Adie & Lovekin Ltd made silver items during the late Victorian, Edwardian, and Art Nouveau era. The varying items included babies rattles, bookmarks nurses’ buckles, peppers and salts, button hooks and pin cushions. Their speciality being animal-shaped pin cushions such as swans, elephants, pigs, and even camels.

The company was incorporated in 1889 by Alfred Lovekin (1844-1912) and James Adie (1840-1913).

The firm began business circa 1863 as Adie & Lovekin, and originally had its base in Hockley, Birmingham. They also had a factory in Regent Street. In 1894 the partners commissioned Mansell & Mansell to design a new factory at 23 Frederick Street, Birmingham which later became known as ‘Trafalgar Works’.

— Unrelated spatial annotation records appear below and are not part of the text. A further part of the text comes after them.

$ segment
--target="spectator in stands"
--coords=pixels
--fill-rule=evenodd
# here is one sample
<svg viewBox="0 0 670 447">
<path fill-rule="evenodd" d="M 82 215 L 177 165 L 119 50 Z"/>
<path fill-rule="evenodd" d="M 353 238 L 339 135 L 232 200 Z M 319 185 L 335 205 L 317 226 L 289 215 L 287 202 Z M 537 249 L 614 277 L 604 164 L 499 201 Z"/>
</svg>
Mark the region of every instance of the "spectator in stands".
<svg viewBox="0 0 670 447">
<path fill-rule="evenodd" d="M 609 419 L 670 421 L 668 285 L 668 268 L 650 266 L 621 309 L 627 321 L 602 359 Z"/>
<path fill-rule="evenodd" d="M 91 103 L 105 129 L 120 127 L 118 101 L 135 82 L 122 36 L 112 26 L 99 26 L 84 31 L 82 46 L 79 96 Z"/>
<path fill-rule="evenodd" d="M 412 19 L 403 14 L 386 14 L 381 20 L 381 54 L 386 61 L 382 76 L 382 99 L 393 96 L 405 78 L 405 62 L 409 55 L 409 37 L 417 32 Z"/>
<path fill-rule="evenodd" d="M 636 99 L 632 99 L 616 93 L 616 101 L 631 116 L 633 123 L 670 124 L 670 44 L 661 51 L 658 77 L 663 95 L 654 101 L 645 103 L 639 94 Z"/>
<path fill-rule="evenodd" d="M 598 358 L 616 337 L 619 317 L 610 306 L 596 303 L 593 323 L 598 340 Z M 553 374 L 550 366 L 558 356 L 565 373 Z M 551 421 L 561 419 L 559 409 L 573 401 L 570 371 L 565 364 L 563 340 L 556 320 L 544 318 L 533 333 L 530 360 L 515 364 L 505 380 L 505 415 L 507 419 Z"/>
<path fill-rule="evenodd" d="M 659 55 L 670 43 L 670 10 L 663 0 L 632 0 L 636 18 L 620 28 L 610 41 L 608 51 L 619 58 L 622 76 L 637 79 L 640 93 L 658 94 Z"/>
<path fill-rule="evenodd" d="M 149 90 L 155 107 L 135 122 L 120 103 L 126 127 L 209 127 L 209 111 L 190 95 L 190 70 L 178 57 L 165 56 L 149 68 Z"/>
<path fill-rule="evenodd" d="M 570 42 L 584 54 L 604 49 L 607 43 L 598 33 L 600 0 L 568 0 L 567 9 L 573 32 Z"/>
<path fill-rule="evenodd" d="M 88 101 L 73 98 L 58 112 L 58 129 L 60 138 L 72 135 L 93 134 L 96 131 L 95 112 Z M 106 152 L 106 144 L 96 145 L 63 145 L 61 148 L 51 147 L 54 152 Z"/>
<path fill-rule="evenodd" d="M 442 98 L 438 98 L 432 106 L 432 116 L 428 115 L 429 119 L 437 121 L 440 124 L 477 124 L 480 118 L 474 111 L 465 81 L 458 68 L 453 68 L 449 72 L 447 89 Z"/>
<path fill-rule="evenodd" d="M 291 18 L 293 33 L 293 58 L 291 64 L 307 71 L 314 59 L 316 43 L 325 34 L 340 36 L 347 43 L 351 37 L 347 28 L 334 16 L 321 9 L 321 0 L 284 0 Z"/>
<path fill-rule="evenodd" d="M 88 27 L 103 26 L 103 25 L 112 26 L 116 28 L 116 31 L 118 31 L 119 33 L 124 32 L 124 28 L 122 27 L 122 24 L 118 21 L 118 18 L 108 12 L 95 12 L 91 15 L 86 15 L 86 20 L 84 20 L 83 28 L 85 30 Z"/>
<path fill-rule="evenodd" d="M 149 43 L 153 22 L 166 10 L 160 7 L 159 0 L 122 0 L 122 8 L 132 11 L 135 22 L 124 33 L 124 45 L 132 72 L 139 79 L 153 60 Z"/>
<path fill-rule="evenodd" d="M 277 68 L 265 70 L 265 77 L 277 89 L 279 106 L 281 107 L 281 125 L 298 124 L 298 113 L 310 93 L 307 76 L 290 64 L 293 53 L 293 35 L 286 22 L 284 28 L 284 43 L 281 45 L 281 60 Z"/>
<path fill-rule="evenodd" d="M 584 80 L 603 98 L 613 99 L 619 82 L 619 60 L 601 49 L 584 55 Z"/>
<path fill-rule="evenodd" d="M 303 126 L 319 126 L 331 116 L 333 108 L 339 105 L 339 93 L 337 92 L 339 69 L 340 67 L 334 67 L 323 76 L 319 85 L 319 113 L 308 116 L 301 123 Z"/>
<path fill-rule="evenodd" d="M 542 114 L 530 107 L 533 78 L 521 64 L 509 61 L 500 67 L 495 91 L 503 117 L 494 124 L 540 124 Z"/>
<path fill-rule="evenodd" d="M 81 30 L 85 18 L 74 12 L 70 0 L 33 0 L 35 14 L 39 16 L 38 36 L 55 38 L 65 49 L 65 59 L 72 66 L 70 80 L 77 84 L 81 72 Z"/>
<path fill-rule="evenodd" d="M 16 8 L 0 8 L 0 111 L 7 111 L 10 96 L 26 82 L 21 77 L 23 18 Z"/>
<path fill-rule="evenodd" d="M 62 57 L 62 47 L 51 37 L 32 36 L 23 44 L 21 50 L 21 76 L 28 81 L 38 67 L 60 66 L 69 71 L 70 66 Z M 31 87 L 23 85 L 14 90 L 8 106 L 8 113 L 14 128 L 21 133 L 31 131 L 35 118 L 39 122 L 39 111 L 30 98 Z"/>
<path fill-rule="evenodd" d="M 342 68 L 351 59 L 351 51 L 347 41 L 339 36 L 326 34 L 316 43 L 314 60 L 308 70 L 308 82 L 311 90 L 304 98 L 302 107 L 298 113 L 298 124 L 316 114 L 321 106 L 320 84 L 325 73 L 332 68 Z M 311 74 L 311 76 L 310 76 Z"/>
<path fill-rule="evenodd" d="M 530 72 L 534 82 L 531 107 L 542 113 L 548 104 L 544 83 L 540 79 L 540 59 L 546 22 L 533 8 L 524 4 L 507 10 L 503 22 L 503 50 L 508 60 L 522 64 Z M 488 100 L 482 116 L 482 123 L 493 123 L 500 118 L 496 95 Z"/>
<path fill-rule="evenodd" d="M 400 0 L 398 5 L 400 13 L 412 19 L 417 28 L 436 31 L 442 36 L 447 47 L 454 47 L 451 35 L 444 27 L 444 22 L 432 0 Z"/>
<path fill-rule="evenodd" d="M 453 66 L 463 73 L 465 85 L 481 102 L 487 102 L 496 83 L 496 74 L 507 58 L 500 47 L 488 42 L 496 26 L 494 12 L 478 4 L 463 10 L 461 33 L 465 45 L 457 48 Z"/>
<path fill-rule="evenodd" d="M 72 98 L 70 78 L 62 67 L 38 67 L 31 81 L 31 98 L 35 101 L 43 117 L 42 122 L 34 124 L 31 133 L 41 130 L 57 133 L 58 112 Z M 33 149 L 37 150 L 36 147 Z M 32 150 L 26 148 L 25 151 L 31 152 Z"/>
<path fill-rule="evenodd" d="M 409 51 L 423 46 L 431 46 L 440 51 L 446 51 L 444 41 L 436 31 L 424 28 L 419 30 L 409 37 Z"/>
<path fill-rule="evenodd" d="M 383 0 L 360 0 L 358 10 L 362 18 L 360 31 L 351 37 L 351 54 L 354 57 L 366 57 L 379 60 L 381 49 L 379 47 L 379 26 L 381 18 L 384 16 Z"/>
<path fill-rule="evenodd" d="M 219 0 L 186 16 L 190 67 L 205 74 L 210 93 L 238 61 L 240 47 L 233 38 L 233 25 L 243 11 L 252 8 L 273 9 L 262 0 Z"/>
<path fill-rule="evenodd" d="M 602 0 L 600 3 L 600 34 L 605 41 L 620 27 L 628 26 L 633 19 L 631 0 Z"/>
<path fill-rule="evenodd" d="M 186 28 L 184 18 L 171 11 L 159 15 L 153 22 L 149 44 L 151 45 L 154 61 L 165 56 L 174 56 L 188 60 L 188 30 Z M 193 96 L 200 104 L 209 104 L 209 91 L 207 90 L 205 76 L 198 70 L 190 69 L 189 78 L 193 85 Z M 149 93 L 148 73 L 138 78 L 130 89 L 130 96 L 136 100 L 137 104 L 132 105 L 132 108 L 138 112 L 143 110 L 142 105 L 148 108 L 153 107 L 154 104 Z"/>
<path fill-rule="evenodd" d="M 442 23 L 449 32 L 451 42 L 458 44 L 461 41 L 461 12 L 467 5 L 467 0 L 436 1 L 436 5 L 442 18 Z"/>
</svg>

They entered various hallmarks at the Birmingham Assay Office from 1879 to 1906 and the Chester Assay Office in1883 and 1909. They ceased trading in the late 1920s.

What’s interesting is in this pre- plastic era, what they decided was great to stick in a newborn’s mouth, often dipped in laudanum. Mother-of-pearl, coral and citrine all seemed to work for them. Glass too.

Celluloid was invented for knives handles as fake ivory and there are plenty of bone and ivory teethers – now all sold as bone so as not to get caught in CITES rules.

Celuloid was invented by AmericanJohn Wesley Hyatt in the late 1860s, becoming the first commercially successful plastic, created by combining camphor with nitrocellulose to create a moldable, durable material that could imitate ivory and tortoiseshell.

Here’s a celluloid rattle. But no silver maker seems keen to use it for infant tooth formation.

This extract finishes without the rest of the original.